L’atteinte des objectifs mentionnés dans la feuille de route nécessite de développer un ensemble de règles, normes de sécurité et modalités de certification des aéronefs, incluant également les questions d’assurance, de répartition de l’espace aérien, de cyber-sécurité… La réalisation de la feuille de route repose également sur le développement de technologies permettant d’assurer la sécurité et la fiabilité, de technologies liées au vol automatique et à la gestion de ce nouveau type de trafic aérien, et enfin de technologies pour la propulsion électrique (incluant également la réduction du poids des batteries et du bruit des moteurs). En outre, la commercialisation de voitures volantes nécessitera une acceptation sociale (sécurité, bruit, respect de la vie privée), en particulier pour l’usage en milieu urbain, ainsi que l’émergence de modèles économiques viables (notamment pour les zones reculées) pour ces nouveaux services de mobilité.

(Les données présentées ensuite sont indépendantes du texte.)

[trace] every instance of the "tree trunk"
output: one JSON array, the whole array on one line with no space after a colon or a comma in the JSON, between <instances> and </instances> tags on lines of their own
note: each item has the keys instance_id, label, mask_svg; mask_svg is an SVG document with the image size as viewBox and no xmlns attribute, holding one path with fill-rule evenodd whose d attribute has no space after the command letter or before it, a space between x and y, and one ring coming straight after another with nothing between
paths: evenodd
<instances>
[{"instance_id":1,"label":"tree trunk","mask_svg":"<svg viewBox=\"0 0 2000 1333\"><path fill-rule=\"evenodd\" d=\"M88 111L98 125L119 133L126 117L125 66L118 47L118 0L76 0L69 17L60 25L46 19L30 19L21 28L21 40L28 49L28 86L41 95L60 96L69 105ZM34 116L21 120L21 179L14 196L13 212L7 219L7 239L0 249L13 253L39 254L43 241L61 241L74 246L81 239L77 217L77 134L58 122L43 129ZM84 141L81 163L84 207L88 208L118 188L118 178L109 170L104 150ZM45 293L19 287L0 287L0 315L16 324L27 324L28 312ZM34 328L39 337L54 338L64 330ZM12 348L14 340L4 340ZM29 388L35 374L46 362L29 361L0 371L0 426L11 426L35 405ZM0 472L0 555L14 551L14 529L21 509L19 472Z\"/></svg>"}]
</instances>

Carburants alternatifs pour les avions : biocarburants et électricité

Le nombre d’avions dans le monde va doubler au cours des 20 prochaines années, or le transport aérien représente déjà 1,3% de la totalité des émissions mondiales de CO2. En 2016, l’Organisation Internationale de l’Aviation Civile (ICAO) a fixé avec l’Association internationale du transport aérien (IATA) la cible d’une réduction de moitié des émissions des avions en 2050, par rapport à 2005. L’atteinte de cette cible repose sur des avions plus efficaces énergétiquement (matériaux plus légers, moteurs plus performants…) mais également sur la substitution des carburants d’origine fossile, fortement émetteurs, par des énergies à émissions faibles ou nulles. Les industriels japonais y travaillent, avec l’appui du gouvernement.

Un premier axe est celui des bioénergies. En 2016, l’agence NEDO (New Energy & Industrial Technology Development Organization, sous tutelle du METI) a lancé deux projets de biocarburants pour avions, avec une cible de déploiement commercial d’ici 2030. Dans ce cadre,  l’industriel IHI développe en partenariat avec l’université de Kobé un processus de production à partir d’algues, ressource dont le Japon peut disposer en abondance. Mitsubishi Hitachi Power Systems, Chubu Electric Power Company, Toyo Engineering et JAXA travaillent de leur côté à la réalisation d’un site pilote de production de biocarburant pour avion à partir de cellulose (pouvant notamment provenir du bois). En décembre 2018, les acteurs impliqués dans ces deux projets ont signé un accord de coopération avec le japonais Showa Shell, qui pourrait prendre en charge la finalisation de la production et la distribution aux avions. Les deux projets visent un début de production avant avril 2020.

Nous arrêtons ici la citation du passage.